Tennessee legislature will avoid gun control in special session prompted by mass school shooting

A line of people hold hands and bow their heads around a stone building.
Hundreds of parents, students, and gun control advocates form a prayer circle around the Tennessee State Capitol Monday morning before state lawmakers convened a special session on public safety later in the day. (Marta Aldrich / Chalkbeat)

As Tennessee lawmakers and lobbyists returned to the state Capitol Monday to discuss guns and public safety, 12-year-old student Juliette Dominguez showed up too, in hopes that her perspective would make a difference.

Fresh from two days of classroom instruction on how to respond if an armed intruder breaks into her school, Juliette was frustrated that Tennessee is focusing on preparing school communities to defend themselves from people with guns — instead of taking action to restrict gun access from people at risk of hurting themselves or others.

“Why is this something that children should have to worry about?” asked Juliette, a seventh grader in Goodlettsville, north of Nashville.

Gov. Bill Lee called the special legislative session in response to a school shooting in Nashville in which three 9-year-old children and three adults were killed. The session is expected to last a week. 

But any drive to tighten Tennessee’s gun laws has been squelched by a Republican supermajority in one of the nation’s most gun-friendly states, even as a recent poll of Tennessee voters showed significant bipartisan support for various gun regulations.

More than a hundred bills have been filed based on Lee’s official proclamation identifying 18 potential topics, from school safety to juvenile justice to mental health. But Lee’s proclamation never uses the word “gun,” and it mentions “firearms” only in relation to measures that would encourage safe storage of weapons, but with no new penalties allowed. 

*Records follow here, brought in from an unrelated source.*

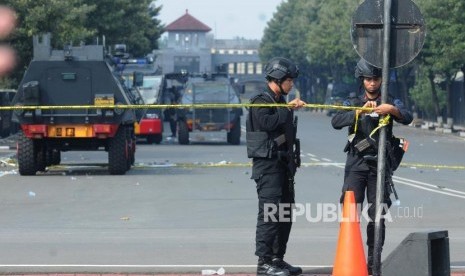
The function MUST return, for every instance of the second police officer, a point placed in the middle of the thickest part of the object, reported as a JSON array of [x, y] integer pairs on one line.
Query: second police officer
[[271, 143], [362, 146]]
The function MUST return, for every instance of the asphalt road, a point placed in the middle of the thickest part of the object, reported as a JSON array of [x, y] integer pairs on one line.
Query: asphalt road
[[179, 211]]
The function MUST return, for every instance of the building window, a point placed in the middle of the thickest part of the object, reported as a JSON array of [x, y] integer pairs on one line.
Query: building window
[[250, 66], [231, 69], [258, 68], [241, 68]]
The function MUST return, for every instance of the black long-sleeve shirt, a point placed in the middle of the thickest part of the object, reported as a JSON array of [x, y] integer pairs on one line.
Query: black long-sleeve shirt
[[273, 120], [366, 124]]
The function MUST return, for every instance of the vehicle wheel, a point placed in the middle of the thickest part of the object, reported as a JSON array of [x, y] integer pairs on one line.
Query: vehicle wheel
[[234, 135], [130, 147], [118, 152], [150, 139], [183, 133], [56, 157], [26, 156], [41, 160], [157, 138]]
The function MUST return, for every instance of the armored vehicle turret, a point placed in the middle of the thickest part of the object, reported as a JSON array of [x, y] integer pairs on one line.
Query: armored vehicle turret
[[74, 76]]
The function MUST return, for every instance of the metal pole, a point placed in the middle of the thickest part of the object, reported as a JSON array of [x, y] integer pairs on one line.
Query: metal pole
[[382, 141]]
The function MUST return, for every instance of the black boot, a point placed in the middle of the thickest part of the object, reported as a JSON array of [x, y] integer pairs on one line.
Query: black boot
[[293, 270], [370, 260], [265, 267]]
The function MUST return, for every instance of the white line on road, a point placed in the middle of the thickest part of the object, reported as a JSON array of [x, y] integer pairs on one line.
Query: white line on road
[[417, 184], [146, 266]]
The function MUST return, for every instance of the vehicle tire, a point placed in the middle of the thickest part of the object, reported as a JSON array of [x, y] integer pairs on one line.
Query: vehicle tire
[[234, 135], [41, 159], [132, 146], [150, 139], [26, 156], [118, 152], [183, 133], [157, 138], [56, 157]]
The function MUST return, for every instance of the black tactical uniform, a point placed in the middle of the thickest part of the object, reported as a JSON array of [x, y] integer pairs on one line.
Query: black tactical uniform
[[273, 172], [361, 166]]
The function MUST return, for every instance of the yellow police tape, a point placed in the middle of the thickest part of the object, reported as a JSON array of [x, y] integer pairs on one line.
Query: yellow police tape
[[311, 164], [224, 164], [175, 106]]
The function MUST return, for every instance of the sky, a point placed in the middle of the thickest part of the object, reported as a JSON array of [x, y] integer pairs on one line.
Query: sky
[[227, 18]]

The House also passed new rules Monday in response to the body’s dramatic expulsion in April of two Democratic members for the way they protested the body’s failure to pursue significant gun reforms this spring. Under the changes, Speaker Cameron Sexton can suspend recognition of members for escalating amounts of time if he determines they are disrupting legislative business, speaking off topic, or impugning another member. The rules also limit the number of people allowed in the chamber’s galleries, as well as the nearby rotunda.

“The rules that are being put forward now are to limit freedom of speech,” said Rep. Justin Pearson of Memphis, who was expelled and then reelected in a special election this month. “With these rules, you are silencing our constituency.”

Lee called lawmakers back after acknowledging that the March 27 attack on The Covenant School confounded many elements of Tennessee’s school safety policies, including a sweeping plan that Lee had proposed just weeks earlier to require all K-12 public schools to keep their exterior doors locked, among other things. 

Eventually, the legislature increased funding to further fortify both public and private schools but rejected the governor’s late proposal for a law allowing authorities to temporarily remove guns from people having a mental health emergency. 

Gun control advocates, who held mass demonstrations after the tragedy and while lawmakers were in their regular session, returned to the Capitol as lawmakers prepared to start the special session, even as Nashville police recommended that people avoid the downtown area this week if possible. 

At the invitation of a coalition of Christian groups, hundreds of people, including Juliette and her family, encircled the stone building in the morning to pray for passage of meaningful gun restrictions.

“I’m tired of people saying there’s nothing we can do, because we seem to be able to do things about everything else,” said Juliette’s mother, Jen. “We’re quick to yank books off of library shelves, or limit how students can dress. Why are guns impossible?”

Jen Dominguez stands outside of the state Capitol with her children Juliette, Alice, and Celia, after participating in a prayer circle for gun control on Aug. 21, 2023. (Marta Aldrich / Chalkbeat)

Meanwhile, a group of parents of surviving students at The Covenant School endorsed 10 bills that they said offer a start. They praised proposals to beef up school safety plans but said there’s an urgent need for new laws to keep guns out of the hands of people having a mental health crisis and for the state to provide more mental health care. They also criticized several bills that could allow teachers to be armed in school.

“As the spouse of an educator and the child of a retired educator, I am acutely aware, especially this time of year as we head back to school, of the heavy demands and lack of margins many of our teachers currently have,” said David Teague, the parent of two children at The Covenant School. “We should not add armed security guard to their list of extracurriculars.”

The Covenant School serves about 200 students in preschool to sixth grade. The six people killed there were students Evelyn Dieckhaus, Hallie Scruggs, and William Kinney, all age 9; and three school staff members: custodian Mike Hill and substitute teacher Cynthia Peak, both 61, and Katherine Koonce, 60, the head of the school.

Authorities said the 28-year-old shooter was seeing a doctor for an “emotional disorder” and had legally obtained multiple weapons.